Vous est-il déjà arrivé d’avoir des pensées similaires? Avez-vous déjà entendu quelqu’un utiliser des justifications similaires? Il est probable que ces types de pensées nous ont traversés l’esprit. Ce qui fait la différence, c’est à quel point nous réglementons bien notre comportement actuel et comment nous gérons les raccourcis ou les inconduites tentantes.

En conclusion, les comportements de travail contre-productifs constituent un risque sérieux pour les employés, les organisations, les parties prenantes – et il ne s’agit pas uniquement de «moutons noirs». Les organisations doivent investir dans la création d’une culture éthique, le soutien de leurs employés et le renforcement de leur autorégulation.

Références

1. Eurofound (2017), Sixième enquête européenne sur les conditions de travail – Rapport de synthèse (mise à jour 2017), Office des publications de l’Union européenne, Luxembourg.

2. Forsyth, DR, Banks, GC, et McDaniel, MA (2012). Une méta-analyse de la Triade noire et du comportement au travail: une perspective d’échange social. Journal of Applied Psychology, 97 (3), 557.

3. Fida, R., Tramontano, C., Paciello, C., Guglielmetti, C., Gilardi, S., Probst, TM et C. Barbaranelli (2018). «Premièrement, ne pas nuire»: le rôle des émotions négatives et du désengagement moral dans la compréhension de la relation entre l’agression au travail et la mauvaise conduite. Frontiers in Psychology, 9, 671.

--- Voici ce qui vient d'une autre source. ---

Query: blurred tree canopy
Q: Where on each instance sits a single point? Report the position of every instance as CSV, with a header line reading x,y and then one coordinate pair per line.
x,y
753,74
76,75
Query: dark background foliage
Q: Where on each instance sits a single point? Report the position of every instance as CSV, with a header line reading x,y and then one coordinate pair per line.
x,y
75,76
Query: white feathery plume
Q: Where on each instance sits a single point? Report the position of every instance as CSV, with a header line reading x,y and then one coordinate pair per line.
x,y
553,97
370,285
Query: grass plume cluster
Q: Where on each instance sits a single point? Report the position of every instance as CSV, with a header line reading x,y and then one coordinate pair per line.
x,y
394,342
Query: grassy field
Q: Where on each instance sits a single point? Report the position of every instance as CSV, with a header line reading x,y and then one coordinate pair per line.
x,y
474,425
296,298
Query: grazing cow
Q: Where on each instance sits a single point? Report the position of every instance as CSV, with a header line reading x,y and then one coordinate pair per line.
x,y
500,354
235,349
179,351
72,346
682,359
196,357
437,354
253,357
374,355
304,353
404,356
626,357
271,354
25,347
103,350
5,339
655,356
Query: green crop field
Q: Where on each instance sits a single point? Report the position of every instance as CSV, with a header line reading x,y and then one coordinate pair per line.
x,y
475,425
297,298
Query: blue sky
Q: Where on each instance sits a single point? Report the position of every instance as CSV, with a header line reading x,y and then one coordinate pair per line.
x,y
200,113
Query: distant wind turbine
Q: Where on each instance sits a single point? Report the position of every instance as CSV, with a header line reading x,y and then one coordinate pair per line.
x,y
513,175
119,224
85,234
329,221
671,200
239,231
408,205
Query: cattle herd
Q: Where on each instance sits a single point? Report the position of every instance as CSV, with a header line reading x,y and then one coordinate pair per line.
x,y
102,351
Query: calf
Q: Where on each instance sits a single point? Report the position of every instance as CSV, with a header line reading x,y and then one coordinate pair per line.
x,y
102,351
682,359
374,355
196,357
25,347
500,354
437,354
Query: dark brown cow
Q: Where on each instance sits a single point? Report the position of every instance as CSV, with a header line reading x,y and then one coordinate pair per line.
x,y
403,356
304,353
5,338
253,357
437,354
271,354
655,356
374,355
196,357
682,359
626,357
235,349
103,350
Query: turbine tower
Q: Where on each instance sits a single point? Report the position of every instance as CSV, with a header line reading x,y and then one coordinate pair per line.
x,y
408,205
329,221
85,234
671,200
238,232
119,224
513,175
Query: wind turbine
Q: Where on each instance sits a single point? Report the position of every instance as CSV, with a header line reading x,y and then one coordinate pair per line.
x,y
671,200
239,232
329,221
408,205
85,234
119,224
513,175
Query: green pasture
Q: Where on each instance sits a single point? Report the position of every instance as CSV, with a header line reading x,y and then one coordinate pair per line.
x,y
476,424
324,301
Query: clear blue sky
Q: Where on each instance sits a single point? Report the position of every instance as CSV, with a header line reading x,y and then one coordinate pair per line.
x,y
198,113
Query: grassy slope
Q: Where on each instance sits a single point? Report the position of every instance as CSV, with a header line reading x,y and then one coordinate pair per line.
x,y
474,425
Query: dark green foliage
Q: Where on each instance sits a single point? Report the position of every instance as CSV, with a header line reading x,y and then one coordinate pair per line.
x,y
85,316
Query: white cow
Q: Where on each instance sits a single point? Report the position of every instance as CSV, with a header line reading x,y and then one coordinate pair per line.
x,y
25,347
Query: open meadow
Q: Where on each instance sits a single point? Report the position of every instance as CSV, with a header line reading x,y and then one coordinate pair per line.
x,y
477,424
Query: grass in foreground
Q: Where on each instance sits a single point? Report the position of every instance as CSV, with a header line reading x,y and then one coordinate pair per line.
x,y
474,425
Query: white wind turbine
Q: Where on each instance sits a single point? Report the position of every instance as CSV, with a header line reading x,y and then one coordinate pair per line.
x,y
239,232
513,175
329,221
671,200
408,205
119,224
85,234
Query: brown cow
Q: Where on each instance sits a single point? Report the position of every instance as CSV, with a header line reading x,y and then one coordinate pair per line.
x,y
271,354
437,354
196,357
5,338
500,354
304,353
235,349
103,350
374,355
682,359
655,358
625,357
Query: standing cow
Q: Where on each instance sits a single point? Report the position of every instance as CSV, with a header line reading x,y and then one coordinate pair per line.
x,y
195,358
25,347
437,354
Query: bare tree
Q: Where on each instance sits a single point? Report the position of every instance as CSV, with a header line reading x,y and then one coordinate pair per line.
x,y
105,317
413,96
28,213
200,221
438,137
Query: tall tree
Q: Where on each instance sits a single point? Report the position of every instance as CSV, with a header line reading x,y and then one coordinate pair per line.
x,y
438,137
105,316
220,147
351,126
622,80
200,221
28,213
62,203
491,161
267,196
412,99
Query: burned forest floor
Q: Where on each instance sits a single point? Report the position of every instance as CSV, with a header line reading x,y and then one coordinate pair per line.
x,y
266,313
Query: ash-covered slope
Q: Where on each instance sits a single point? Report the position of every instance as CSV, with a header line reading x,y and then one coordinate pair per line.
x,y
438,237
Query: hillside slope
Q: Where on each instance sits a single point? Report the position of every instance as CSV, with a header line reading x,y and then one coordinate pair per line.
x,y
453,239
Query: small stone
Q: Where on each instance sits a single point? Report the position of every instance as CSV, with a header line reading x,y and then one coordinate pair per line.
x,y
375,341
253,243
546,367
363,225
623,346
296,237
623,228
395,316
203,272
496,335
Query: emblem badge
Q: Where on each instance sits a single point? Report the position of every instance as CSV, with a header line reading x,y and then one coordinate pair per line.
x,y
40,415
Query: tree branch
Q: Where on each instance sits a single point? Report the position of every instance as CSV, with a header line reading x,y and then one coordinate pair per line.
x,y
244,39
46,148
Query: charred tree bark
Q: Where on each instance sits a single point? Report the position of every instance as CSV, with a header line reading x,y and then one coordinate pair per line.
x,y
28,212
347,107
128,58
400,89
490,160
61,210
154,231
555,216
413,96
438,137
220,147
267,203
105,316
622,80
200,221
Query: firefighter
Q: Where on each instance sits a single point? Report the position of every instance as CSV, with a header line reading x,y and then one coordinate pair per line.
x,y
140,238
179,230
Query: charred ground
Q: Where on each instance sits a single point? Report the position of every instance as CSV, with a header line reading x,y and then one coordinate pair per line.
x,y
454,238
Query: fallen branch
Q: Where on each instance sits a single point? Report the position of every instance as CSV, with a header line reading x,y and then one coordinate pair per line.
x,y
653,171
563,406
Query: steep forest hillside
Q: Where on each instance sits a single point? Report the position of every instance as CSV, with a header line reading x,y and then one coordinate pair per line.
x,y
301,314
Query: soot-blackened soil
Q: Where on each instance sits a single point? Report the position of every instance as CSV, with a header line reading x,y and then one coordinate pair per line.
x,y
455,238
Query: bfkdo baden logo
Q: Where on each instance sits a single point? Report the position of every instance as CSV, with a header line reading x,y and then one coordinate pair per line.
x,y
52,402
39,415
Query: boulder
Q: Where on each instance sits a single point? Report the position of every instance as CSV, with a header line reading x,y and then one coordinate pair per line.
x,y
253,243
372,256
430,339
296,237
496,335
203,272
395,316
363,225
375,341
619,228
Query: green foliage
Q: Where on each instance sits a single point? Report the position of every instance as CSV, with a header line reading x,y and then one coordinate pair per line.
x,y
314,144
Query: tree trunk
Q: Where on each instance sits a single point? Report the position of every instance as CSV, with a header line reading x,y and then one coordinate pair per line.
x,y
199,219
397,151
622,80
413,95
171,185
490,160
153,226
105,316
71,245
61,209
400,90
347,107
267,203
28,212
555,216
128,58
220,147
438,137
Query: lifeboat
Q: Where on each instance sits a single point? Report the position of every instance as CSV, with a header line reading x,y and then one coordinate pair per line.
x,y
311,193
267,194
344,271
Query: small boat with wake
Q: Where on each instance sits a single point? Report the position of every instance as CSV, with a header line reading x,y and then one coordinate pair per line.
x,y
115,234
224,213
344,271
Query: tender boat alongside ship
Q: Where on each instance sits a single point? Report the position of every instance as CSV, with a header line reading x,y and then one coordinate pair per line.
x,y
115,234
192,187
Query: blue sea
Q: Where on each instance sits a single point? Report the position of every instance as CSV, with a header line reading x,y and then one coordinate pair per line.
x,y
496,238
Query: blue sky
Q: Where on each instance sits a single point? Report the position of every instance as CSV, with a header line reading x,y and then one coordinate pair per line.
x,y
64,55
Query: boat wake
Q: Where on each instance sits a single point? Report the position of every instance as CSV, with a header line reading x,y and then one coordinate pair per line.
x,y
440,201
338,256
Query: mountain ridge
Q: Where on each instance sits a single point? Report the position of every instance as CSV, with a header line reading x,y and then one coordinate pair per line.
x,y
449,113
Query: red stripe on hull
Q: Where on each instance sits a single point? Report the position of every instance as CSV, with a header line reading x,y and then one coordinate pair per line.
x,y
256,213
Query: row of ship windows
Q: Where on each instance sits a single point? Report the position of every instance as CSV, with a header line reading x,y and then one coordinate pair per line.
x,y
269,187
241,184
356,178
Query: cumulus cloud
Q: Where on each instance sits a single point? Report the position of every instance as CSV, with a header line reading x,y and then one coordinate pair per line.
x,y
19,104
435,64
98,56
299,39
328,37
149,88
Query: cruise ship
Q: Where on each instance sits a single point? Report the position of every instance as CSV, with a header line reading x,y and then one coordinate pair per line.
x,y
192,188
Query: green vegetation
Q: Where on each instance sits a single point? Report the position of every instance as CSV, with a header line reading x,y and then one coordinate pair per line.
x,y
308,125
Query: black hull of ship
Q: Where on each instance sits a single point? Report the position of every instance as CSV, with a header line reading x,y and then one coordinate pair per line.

4. Fida, R., Paciello, M., Tramontano, C., Fontaine, RG, C. Barbaranelli et Farnese, ML (2015). Une approche intégrative de la compréhension des comportements de travail contre-productifs: rôles des facteurs de stress, des émotions négatives et du désengagement moral. Journal of Business Ethics, 130 (1), 131-144.

5. Fida, R., Tramontano, C., Paciello, M., Kangasniemi, M., Sili, A., Bobbio, A. et Barbaranelli, C. (2016). Infirmière désengagement moral. Ethique infirmière, 23 (5), 547-564.

6. Bandura, A. (1999). Désengagement moral dans la perpétration d’inhumanités. Revue de la personnalité et de la psychologie sociale, 3 (3), 193-209.

7. Bandura, A. (2016). Désengagement moral: Comment les gens nuisent et vivent avec eux-mêmes. Worth Publishers.

8. Moore, C., Detert, JR, Klebe Treviño, L., Baker, VL, et Mayer, DM (2012). Pourquoi les employés font de mauvaises choses: désengagement moral et comportement organisationnel contraire à l’éthique. Psychologie du personnel, 65 (1), 1-48.

9. Barsky, A. (2011). Enquêter sur les effets du désengagement moral et de la participation sur des comportements de travail contraires à l’éthique. Journal d’éthique des affaires, 104 (1), 59.